July 27, 2006
Walter Bright wrote:
> Karen Lanrap wrote:
>> I disagree. Assume a non GC'ed program that allocates 1.5 GB to 1.7 GB memory, from which 0.7 GB to 0.9 GB are vital data. If you run this program on a machine equipped with 1 GB, the OS will swap out the 0.8 GB data that is accessed infrequently. Therefore this program cause swapping only if it accesses data from the swapped out part of data and the size of the swapped data will be approximately bounded by doubling the size of the data needed to be swapped back.
>>
>> This changes dramatically if you GC it, because on every allocation the available main memory is exhausted and the GC requires the OS to swap all 0.8 GB back, doesn't it. 
> 
> No, it doesn't require it to all be swapped in. It fact, it doesn't require any of it to be swapped in, unless a full collect is done. Full collects are not performed on every allocation - that would be a terrible design if it did.

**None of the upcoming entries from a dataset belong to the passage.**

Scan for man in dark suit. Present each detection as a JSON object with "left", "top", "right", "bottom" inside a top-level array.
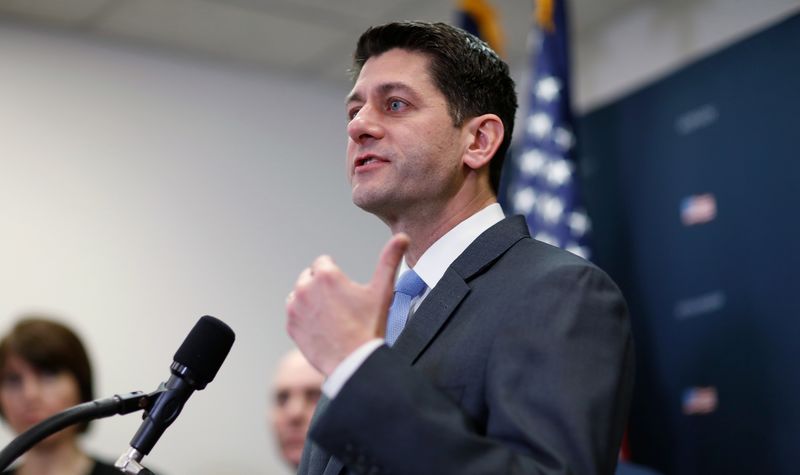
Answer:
[{"left": 286, "top": 23, "right": 633, "bottom": 475}]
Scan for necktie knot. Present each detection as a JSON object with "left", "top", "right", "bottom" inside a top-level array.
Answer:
[{"left": 386, "top": 269, "right": 427, "bottom": 346}]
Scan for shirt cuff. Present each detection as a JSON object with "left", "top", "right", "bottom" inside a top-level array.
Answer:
[{"left": 322, "top": 338, "right": 384, "bottom": 399}]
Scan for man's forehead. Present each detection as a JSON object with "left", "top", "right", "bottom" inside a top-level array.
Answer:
[{"left": 345, "top": 48, "right": 433, "bottom": 103}]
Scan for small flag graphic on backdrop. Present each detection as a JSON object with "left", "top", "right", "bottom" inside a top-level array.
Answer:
[
  {"left": 504, "top": 0, "right": 591, "bottom": 259},
  {"left": 681, "top": 386, "right": 719, "bottom": 416},
  {"left": 681, "top": 193, "right": 717, "bottom": 226}
]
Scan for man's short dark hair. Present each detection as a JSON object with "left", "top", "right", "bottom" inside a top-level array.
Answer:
[
  {"left": 352, "top": 22, "right": 517, "bottom": 193},
  {"left": 0, "top": 315, "right": 94, "bottom": 432}
]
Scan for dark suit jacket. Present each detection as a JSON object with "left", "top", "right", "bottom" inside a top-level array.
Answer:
[{"left": 298, "top": 216, "right": 633, "bottom": 475}]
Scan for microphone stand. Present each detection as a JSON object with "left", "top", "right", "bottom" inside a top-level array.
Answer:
[{"left": 0, "top": 386, "right": 166, "bottom": 475}]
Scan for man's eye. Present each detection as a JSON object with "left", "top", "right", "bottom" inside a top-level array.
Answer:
[
  {"left": 0, "top": 373, "right": 22, "bottom": 389},
  {"left": 389, "top": 99, "right": 406, "bottom": 112}
]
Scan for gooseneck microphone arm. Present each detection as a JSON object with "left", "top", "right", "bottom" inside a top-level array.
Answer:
[
  {"left": 0, "top": 315, "right": 236, "bottom": 475},
  {"left": 0, "top": 387, "right": 165, "bottom": 472}
]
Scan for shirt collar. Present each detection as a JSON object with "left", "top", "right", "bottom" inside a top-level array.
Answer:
[{"left": 400, "top": 203, "right": 505, "bottom": 289}]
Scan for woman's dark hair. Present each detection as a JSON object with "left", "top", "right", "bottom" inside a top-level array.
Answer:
[
  {"left": 352, "top": 22, "right": 517, "bottom": 193},
  {"left": 0, "top": 316, "right": 94, "bottom": 432}
]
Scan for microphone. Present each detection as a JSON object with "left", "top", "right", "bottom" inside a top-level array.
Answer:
[{"left": 114, "top": 315, "right": 236, "bottom": 474}]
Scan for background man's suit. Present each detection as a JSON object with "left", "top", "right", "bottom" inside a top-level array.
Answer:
[{"left": 298, "top": 217, "right": 633, "bottom": 475}]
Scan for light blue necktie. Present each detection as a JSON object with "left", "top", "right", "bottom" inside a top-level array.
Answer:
[{"left": 386, "top": 269, "right": 427, "bottom": 346}]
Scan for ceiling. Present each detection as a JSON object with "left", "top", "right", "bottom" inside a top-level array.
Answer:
[{"left": 0, "top": 0, "right": 641, "bottom": 86}]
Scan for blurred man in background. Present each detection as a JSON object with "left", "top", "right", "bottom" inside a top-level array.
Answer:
[{"left": 269, "top": 349, "right": 323, "bottom": 470}]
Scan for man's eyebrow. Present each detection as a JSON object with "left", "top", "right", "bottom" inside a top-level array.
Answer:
[{"left": 344, "top": 82, "right": 417, "bottom": 104}]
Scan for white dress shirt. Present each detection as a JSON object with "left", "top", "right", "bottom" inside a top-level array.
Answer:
[{"left": 322, "top": 203, "right": 505, "bottom": 399}]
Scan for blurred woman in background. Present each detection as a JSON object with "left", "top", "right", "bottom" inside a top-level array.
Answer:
[{"left": 0, "top": 317, "right": 120, "bottom": 475}]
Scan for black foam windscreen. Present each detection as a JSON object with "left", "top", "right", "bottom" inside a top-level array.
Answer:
[{"left": 174, "top": 315, "right": 236, "bottom": 389}]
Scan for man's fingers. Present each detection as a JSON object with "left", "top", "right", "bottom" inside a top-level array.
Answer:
[{"left": 370, "top": 233, "right": 410, "bottom": 296}]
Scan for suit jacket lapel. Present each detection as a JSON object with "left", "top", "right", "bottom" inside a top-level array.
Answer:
[{"left": 392, "top": 216, "right": 530, "bottom": 364}]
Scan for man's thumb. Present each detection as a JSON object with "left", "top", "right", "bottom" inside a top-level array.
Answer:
[{"left": 371, "top": 233, "right": 411, "bottom": 296}]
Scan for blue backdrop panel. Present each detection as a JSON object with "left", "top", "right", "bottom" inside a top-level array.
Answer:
[{"left": 578, "top": 11, "right": 800, "bottom": 474}]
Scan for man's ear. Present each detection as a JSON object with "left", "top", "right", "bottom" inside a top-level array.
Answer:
[{"left": 464, "top": 114, "right": 505, "bottom": 170}]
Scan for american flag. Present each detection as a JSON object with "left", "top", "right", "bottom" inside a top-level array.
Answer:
[{"left": 502, "top": 0, "right": 591, "bottom": 259}]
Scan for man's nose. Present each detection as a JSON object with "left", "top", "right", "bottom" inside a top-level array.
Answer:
[{"left": 347, "top": 104, "right": 384, "bottom": 143}]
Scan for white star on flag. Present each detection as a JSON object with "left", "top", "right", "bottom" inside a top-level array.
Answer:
[
  {"left": 536, "top": 76, "right": 561, "bottom": 102},
  {"left": 514, "top": 187, "right": 536, "bottom": 214},
  {"left": 547, "top": 159, "right": 572, "bottom": 186},
  {"left": 519, "top": 149, "right": 547, "bottom": 175},
  {"left": 528, "top": 112, "right": 553, "bottom": 139},
  {"left": 498, "top": 0, "right": 591, "bottom": 258}
]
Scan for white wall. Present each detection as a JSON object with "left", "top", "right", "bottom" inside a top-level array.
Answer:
[
  {"left": 0, "top": 20, "right": 388, "bottom": 475},
  {"left": 573, "top": 0, "right": 800, "bottom": 111}
]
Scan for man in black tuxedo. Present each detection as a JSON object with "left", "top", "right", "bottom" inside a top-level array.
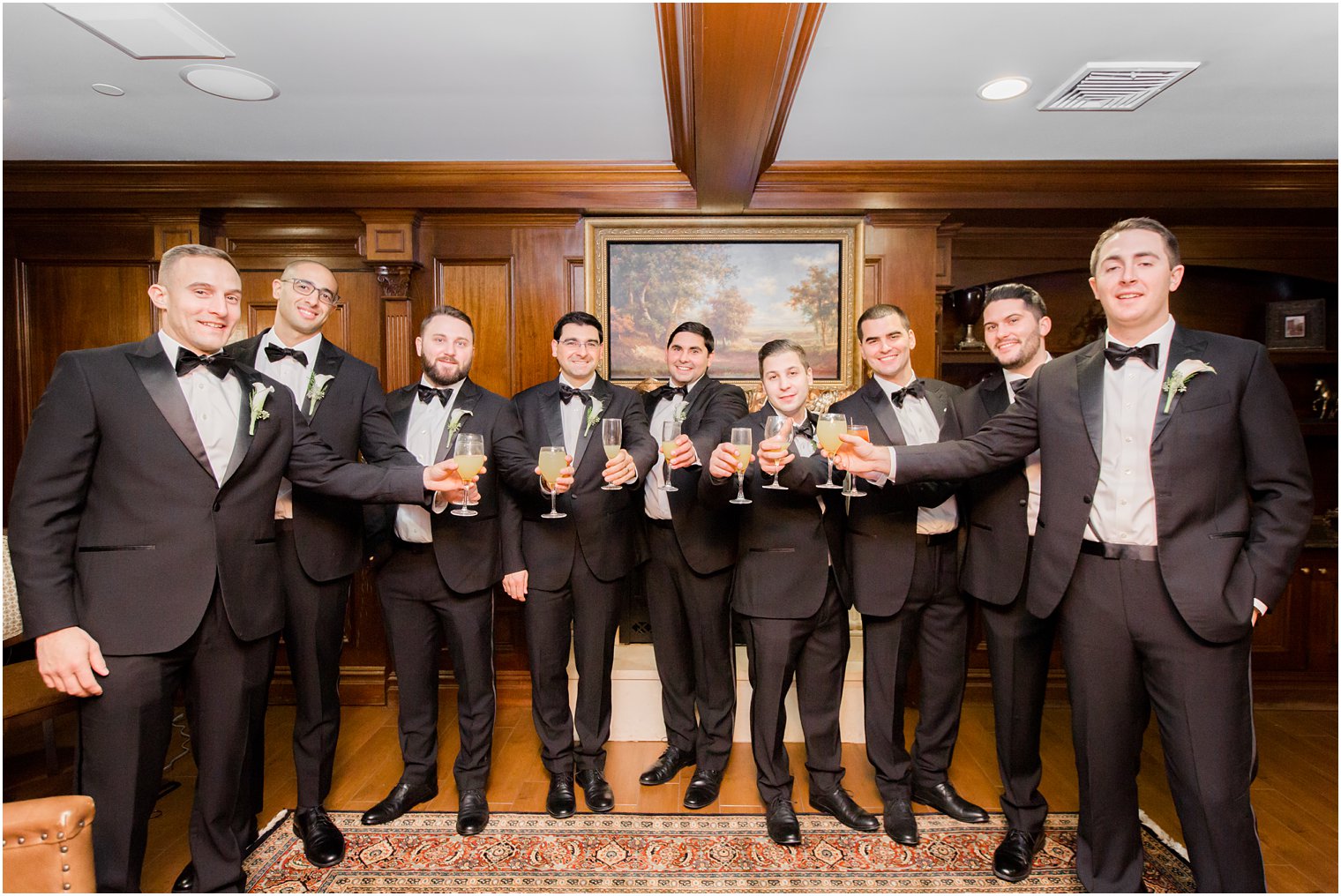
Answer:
[
  {"left": 362, "top": 304, "right": 526, "bottom": 836},
  {"left": 639, "top": 321, "right": 748, "bottom": 809},
  {"left": 173, "top": 259, "right": 417, "bottom": 892},
  {"left": 840, "top": 217, "right": 1313, "bottom": 892},
  {"left": 498, "top": 311, "right": 657, "bottom": 818},
  {"left": 699, "top": 340, "right": 880, "bottom": 847},
  {"left": 830, "top": 304, "right": 987, "bottom": 847},
  {"left": 955, "top": 283, "right": 1057, "bottom": 883},
  {"left": 10, "top": 245, "right": 462, "bottom": 892}
]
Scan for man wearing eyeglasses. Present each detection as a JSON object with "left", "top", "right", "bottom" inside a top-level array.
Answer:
[{"left": 173, "top": 260, "right": 417, "bottom": 892}]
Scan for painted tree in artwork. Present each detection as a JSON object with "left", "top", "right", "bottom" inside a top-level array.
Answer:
[{"left": 787, "top": 265, "right": 838, "bottom": 346}]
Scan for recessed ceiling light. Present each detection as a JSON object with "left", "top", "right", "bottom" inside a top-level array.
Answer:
[
  {"left": 181, "top": 66, "right": 279, "bottom": 101},
  {"left": 978, "top": 75, "right": 1032, "bottom": 101}
]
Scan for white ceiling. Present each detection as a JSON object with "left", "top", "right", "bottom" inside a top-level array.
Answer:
[{"left": 3, "top": 3, "right": 1337, "bottom": 161}]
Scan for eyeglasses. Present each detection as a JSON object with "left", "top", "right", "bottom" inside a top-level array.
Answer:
[{"left": 281, "top": 278, "right": 340, "bottom": 304}]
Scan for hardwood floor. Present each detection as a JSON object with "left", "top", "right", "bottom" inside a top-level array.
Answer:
[{"left": 117, "top": 684, "right": 1337, "bottom": 892}]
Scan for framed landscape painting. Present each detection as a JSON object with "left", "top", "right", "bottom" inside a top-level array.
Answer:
[{"left": 586, "top": 217, "right": 862, "bottom": 388}]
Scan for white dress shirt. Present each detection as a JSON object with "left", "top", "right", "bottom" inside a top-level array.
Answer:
[
  {"left": 1001, "top": 353, "right": 1053, "bottom": 535},
  {"left": 158, "top": 330, "right": 241, "bottom": 486},
  {"left": 391, "top": 375, "right": 461, "bottom": 545},
  {"left": 874, "top": 369, "right": 959, "bottom": 535},
  {"left": 253, "top": 330, "right": 322, "bottom": 519}
]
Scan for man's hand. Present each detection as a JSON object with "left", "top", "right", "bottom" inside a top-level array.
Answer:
[
  {"left": 36, "top": 625, "right": 109, "bottom": 698},
  {"left": 423, "top": 459, "right": 484, "bottom": 503},
  {"left": 820, "top": 432, "right": 889, "bottom": 476},
  {"left": 708, "top": 441, "right": 753, "bottom": 479},
  {"left": 601, "top": 448, "right": 639, "bottom": 486},
  {"left": 670, "top": 432, "right": 700, "bottom": 469},
  {"left": 503, "top": 570, "right": 528, "bottom": 603},
  {"left": 759, "top": 438, "right": 797, "bottom": 476}
]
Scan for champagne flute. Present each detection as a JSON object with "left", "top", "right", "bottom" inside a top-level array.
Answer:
[
  {"left": 601, "top": 417, "right": 624, "bottom": 491},
  {"left": 452, "top": 432, "right": 484, "bottom": 517},
  {"left": 843, "top": 422, "right": 870, "bottom": 497},
  {"left": 661, "top": 420, "right": 683, "bottom": 491},
  {"left": 815, "top": 413, "right": 848, "bottom": 489},
  {"left": 730, "top": 427, "right": 753, "bottom": 504},
  {"left": 539, "top": 445, "right": 568, "bottom": 519},
  {"left": 759, "top": 414, "right": 791, "bottom": 491}
]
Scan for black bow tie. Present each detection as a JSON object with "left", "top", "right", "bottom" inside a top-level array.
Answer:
[
  {"left": 415, "top": 382, "right": 452, "bottom": 407},
  {"left": 1104, "top": 342, "right": 1160, "bottom": 370},
  {"left": 266, "top": 342, "right": 307, "bottom": 368},
  {"left": 559, "top": 382, "right": 591, "bottom": 407},
  {"left": 652, "top": 385, "right": 689, "bottom": 401},
  {"left": 177, "top": 347, "right": 233, "bottom": 379},
  {"left": 889, "top": 379, "right": 926, "bottom": 407}
]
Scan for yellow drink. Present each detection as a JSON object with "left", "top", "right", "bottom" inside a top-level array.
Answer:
[
  {"left": 454, "top": 455, "right": 484, "bottom": 481},
  {"left": 815, "top": 419, "right": 848, "bottom": 453}
]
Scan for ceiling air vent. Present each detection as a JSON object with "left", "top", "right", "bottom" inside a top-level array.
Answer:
[{"left": 1038, "top": 62, "right": 1202, "bottom": 111}]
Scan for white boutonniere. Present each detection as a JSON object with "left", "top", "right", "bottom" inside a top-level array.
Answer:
[
  {"left": 247, "top": 382, "right": 275, "bottom": 436},
  {"left": 446, "top": 407, "right": 475, "bottom": 441},
  {"left": 307, "top": 370, "right": 335, "bottom": 417},
  {"left": 1164, "top": 358, "right": 1215, "bottom": 413},
  {"left": 582, "top": 396, "right": 605, "bottom": 436}
]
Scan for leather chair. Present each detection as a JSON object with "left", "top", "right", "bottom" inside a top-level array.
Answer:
[{"left": 4, "top": 795, "right": 96, "bottom": 893}]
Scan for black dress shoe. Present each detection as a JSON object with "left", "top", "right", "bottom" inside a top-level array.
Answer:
[
  {"left": 359, "top": 780, "right": 438, "bottom": 825},
  {"left": 810, "top": 788, "right": 880, "bottom": 832},
  {"left": 544, "top": 772, "right": 578, "bottom": 818},
  {"left": 578, "top": 769, "right": 614, "bottom": 811},
  {"left": 684, "top": 769, "right": 727, "bottom": 809},
  {"left": 294, "top": 806, "right": 345, "bottom": 868},
  {"left": 885, "top": 796, "right": 918, "bottom": 847},
  {"left": 764, "top": 796, "right": 800, "bottom": 847},
  {"left": 639, "top": 747, "right": 694, "bottom": 788},
  {"left": 456, "top": 788, "right": 490, "bottom": 837},
  {"left": 993, "top": 827, "right": 1047, "bottom": 884},
  {"left": 913, "top": 780, "right": 987, "bottom": 825}
]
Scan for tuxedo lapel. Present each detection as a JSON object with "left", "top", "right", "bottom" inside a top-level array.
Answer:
[
  {"left": 1075, "top": 340, "right": 1105, "bottom": 459},
  {"left": 1150, "top": 326, "right": 1205, "bottom": 444},
  {"left": 126, "top": 334, "right": 214, "bottom": 477}
]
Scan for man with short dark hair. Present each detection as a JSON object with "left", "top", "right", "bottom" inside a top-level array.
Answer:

By the way, there's no reason that even a full collect must swap all 0.8 GB back in.  Some GCs use an alternate approach where pages are scanned and marked stale when the VMM swaps them to disk, so no page faults occur on collection runs.



Sean
July 27, 2006
Sean Kelly wrote:
> By the way, there's no reason that even a full collect must swap all 0.8 GB back in.  Some GCs use an alternate approach where pages are scanned and marked stale when the VMM swaps them to disk, so no page faults occur on collection runs.

I only know of one such collector, and it required a specially patched (Linux) kernel that notifies a process before it swaps its pages to disk and allows it to specify which pages to swap (since it touches the pages on receiving the swap warning, which for a normal LRU-like scheme stops it from being swapped).

So the reason a full collect must swap all 0.8 GB back in might be the absence of such a patched kernel, for one :). (I wouldn't want to require a user to patching his OS just to run my GC-ed program)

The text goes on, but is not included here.